MICHAL MLYNÁR (Slovakia) said that the programme of action carries out the most critical initiatives that the Organization, its Member States and its partners must undertake if they are to generate impact at the country level — including on emerging security challenges, peace agreements, public expenditure reviews, national security planning, gender and youth — and through the newly established standing capacity in Brindisi. Announcing that his country will be making its second financial contribution to this programme, he encouraged other Member States to do the same. In addition to supporting the programme of action, Member States should also officially establish and resource the standing capacity on security sector reform and security sector governance from either the regular budget or the peacekeeping support account, he insisted.

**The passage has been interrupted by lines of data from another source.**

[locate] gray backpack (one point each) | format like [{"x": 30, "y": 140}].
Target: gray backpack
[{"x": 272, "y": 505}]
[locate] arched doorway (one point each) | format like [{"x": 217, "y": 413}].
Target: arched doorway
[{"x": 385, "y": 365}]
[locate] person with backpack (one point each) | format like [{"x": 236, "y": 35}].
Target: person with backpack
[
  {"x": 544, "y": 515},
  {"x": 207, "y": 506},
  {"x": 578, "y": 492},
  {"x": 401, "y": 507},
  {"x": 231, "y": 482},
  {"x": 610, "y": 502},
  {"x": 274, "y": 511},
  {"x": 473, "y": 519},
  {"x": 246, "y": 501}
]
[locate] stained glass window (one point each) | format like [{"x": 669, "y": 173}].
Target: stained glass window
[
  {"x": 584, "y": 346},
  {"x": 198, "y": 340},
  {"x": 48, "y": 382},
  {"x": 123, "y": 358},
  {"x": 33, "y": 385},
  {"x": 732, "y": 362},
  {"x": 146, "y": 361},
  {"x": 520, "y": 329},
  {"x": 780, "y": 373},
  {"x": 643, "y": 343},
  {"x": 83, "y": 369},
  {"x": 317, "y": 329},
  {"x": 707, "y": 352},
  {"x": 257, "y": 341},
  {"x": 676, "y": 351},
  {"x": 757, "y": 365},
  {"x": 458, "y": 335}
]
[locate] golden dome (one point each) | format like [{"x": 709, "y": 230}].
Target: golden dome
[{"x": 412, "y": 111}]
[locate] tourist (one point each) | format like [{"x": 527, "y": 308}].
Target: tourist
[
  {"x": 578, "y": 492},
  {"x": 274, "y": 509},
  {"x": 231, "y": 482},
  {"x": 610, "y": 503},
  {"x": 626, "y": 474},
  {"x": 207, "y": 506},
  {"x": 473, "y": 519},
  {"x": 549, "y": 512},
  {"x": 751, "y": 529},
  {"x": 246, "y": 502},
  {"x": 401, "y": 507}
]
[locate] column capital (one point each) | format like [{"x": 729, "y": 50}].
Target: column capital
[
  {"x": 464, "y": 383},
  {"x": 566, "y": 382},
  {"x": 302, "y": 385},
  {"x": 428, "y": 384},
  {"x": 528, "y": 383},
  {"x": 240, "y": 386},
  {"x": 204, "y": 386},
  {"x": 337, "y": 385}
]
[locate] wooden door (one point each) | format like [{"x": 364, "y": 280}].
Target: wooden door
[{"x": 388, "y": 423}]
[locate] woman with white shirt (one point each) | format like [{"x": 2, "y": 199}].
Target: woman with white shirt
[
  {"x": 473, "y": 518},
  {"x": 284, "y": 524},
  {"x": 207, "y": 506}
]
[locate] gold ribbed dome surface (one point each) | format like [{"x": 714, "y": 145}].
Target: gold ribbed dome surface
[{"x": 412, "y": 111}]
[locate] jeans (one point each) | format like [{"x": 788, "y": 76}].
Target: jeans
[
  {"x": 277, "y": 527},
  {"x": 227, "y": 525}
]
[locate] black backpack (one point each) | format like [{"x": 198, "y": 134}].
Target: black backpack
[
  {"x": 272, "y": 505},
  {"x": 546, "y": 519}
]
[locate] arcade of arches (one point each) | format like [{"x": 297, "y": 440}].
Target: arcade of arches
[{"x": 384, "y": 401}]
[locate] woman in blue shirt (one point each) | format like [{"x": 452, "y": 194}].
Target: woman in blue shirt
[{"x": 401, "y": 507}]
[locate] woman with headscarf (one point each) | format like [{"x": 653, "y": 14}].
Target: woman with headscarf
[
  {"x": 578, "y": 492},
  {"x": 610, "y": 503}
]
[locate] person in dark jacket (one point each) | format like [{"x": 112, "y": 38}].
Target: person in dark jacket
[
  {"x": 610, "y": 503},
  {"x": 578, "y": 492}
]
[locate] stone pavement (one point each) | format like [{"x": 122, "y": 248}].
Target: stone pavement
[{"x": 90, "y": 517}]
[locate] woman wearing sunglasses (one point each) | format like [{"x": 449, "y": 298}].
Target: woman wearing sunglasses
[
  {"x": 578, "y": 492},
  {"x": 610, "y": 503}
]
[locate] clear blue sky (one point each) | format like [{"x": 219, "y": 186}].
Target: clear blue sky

MATHU JOYINI (South Africa), reiterating that that there is no one-size-fits-all approach to security sector reform and governance, said it is largely a political process. Underscoring that security sector reform is successful when it is inclusive, she spotlighted the need for including the private sector, traditional leaders, religious communities, women and youth. She said the involvement of women and youth is one of the core elements of the women, peace and security and the youth, peace and security agendas. Further, she welcomed suggestions of establishing a consistent timeframe for the Secretary-General’s report on the implementation of resolution 2553 (2020) and urged Council members to join efforts to integrate the tenets of this resolution into country-specific mandates to ensure they are aligned with the new vision of the Organization on security sector reform. She also called for mobilizing financial support for the implementation of the Programme of Action, including for the standing capacity on security sector reform and governance based in Brindisi.